Mutex programming guidelines. Concurrency control.

In this chapter:

Time to introduce a little style?

So far in this guide, most of the examples have been fairly rough and ready. When designing reusable components, or the framework for a large multithreaded application, a "fly-by-night" approach is not appropriate. The application writer or component designer needs to construct classes that have thread safety built in, that is, classes which assume that they may be accessed from different threads, and contain appropriate internal mechanisms to ensure that data is kept consistent. In order to do this, the component designer needs to be aware of some problems which crop up when using mutexes in increasingly complicated applications. If you are attempting to write thread safe classes for the first time, don't be put off by the apparent complexity of some of the issues in this chapter. Quite often a simplistic solution can be adopted, which avoids many of the issues mentioned in this chapter, at the cost of some efficiency. Note that text which mentions "mutexes" from here on applies equally well to critical sections; I omit mentioning the latter in every case merely for brevity.

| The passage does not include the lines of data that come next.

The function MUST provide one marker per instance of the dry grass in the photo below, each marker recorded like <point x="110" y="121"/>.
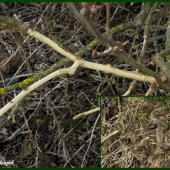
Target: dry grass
<point x="131" y="114"/>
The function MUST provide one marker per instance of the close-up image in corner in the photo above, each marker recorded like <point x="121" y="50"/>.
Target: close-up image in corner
<point x="135" y="132"/>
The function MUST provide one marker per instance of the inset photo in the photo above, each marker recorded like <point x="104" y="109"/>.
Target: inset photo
<point x="135" y="132"/>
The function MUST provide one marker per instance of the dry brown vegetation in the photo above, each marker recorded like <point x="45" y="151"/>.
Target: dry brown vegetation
<point x="135" y="132"/>
<point x="131" y="56"/>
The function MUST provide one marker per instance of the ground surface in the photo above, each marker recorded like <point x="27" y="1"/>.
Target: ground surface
<point x="39" y="142"/>
<point x="135" y="138"/>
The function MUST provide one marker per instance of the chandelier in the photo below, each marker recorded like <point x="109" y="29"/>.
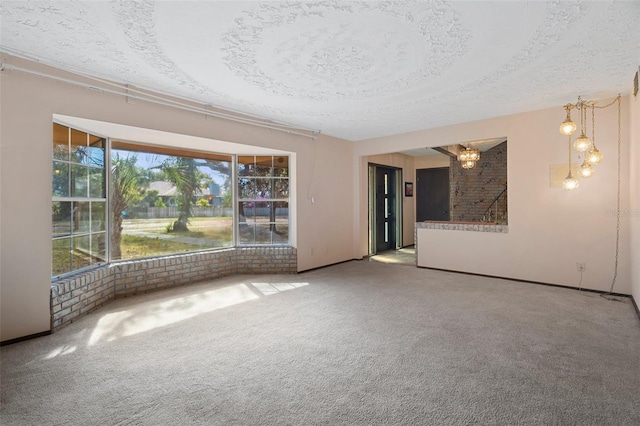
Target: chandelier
<point x="583" y="145"/>
<point x="468" y="157"/>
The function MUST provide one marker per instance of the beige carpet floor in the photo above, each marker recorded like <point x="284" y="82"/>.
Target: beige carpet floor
<point x="362" y="343"/>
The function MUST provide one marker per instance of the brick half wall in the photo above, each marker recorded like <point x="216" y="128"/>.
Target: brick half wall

Deadlock due to mutex ordering

If a program contains more than one mutex, then it is surprisingly easy to deadlock a program with sloppy synchronization code. The most common situation is where a cyclic dependency exists with the order in which mutexes are acquired. This is often known in the academic literature as the dining philosophers problem. As we have seen before the criteria for deadlock is that all the threads are waiting for another thread to release a synchronization object. The simplest example of this is between two threads, one of which acquires mutex A before acquiring mutex B, and the other of which acquires mutex B before acquiring mutex A.
Of course, it is entirely possible to deadlock a program in more subtle ways with a cyclic chain of dependencies, such as the one illustrated below with four threads, and four mutexes, A to D.
Obviously, situations like this are not acceptable in most applications. There are several ways of removing this problem, and a couple of techniques which alleviate dependency problems of this sort, making deadlock removal that much easier.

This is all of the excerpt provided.